Research team successfully grows human lung in lab

Research team successfully grows human lung in lab
Credit: UTMB

(Medical Xpress)—A team of researchers with the University of Texas has, for the first time, successfully grown a human lung in a lab. Project leads Dr. Joaquin Cortiella and Dr. Joan Nichols announced the landmark breakthrough to various members of the press this past week, describing the procedure and what was achieved.
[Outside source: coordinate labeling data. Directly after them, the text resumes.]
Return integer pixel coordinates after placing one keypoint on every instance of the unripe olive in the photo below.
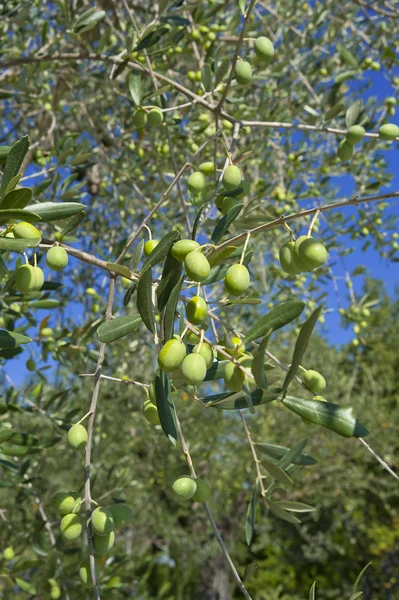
(171, 355)
(25, 231)
(57, 258)
(8, 553)
(389, 132)
(180, 250)
(197, 266)
(264, 48)
(345, 150)
(28, 279)
(196, 183)
(71, 527)
(184, 487)
(243, 72)
(314, 381)
(312, 254)
(155, 117)
(207, 352)
(355, 134)
(149, 246)
(102, 521)
(151, 412)
(203, 491)
(140, 118)
(207, 168)
(103, 543)
(122, 514)
(196, 310)
(77, 436)
(231, 177)
(193, 369)
(236, 279)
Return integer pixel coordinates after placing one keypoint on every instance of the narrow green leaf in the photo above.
(166, 409)
(300, 346)
(251, 516)
(332, 416)
(144, 300)
(169, 314)
(161, 250)
(14, 161)
(225, 222)
(10, 339)
(278, 317)
(110, 331)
Growing organs in the lab has become a reality in the past couple of years as scientists have learned more about and how they mature to become the cells that make up organs and other body parts. Windpipes, for example, have been successfully grown and implanted into human patients, and just last spring, a team of researchers at Massachusetts General Hospital in Boston successfully implanted lab grown kidneys into rats. In this new effort, the researchers have been focusing on growing one of the most complicated organs in the human body—the lungs.
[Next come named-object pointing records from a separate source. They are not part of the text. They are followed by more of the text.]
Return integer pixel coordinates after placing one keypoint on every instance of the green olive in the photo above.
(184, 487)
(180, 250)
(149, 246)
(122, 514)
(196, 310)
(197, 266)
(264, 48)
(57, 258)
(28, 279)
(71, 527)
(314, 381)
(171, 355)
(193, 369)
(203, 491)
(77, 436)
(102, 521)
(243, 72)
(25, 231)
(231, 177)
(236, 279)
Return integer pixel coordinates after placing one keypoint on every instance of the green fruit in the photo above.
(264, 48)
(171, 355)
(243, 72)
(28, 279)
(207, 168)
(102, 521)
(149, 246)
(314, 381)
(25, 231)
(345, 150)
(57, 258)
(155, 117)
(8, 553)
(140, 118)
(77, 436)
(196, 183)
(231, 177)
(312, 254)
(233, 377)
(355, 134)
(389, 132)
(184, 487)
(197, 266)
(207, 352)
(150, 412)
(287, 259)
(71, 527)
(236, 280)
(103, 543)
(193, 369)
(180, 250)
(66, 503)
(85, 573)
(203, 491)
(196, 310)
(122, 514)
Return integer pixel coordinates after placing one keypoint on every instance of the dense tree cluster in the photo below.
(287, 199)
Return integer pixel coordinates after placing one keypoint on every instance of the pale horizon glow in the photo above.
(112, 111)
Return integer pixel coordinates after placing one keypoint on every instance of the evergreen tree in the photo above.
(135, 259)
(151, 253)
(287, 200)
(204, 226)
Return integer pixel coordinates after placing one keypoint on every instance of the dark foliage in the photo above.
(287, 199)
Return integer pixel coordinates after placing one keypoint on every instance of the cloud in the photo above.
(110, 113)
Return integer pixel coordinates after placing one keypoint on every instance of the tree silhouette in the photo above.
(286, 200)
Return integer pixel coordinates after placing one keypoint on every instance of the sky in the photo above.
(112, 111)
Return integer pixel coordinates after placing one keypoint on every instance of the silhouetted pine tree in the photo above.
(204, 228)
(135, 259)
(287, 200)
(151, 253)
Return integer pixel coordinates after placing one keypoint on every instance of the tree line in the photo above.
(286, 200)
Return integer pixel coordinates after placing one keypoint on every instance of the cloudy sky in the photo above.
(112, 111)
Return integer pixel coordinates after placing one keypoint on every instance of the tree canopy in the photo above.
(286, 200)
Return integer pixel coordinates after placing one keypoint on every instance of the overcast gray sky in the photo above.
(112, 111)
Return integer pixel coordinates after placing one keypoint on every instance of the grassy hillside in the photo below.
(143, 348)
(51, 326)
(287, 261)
Nichols explained the procedure in simple terms. Lungs from two deceased juveniles were obtained. The first was stripped of all of its cells leaving just a scaffolding of elastin and collagen. Healthy cells were then taken from the second lung and applied to the scaffolding. Once thoroughly coated, the lung-to-be was placed in a glass tank full of a nutrient-rich solution where it soaked for four weeks. During that time, new cell growth filled in the scaffolding resulting in a new lung. To be sure their technique really worked, the team repeated the whole exercise with another set of lungs and found the same result.

The researchers don't know how well the newly grown lung might work if it were implanted into a person, if at all, but are confident that they are on the right track in growing lungs in a lab that will eventually be used to replace damaged lungs in actual patients, helping thousands of people who die every year waiting on a transplant.

Nichols was cautiously optimistic in her description of the work, suggesting that the team has taken something from science fiction and made it a reality. On the other hand, she notes that much more work still needs to be done—she doesn't expect lab-grown lungs to be transplanted into humans for at least a dozen years.

The team next plans to repeat the process with pig lungs and then to implant the results into a live pig to see how well they actually work.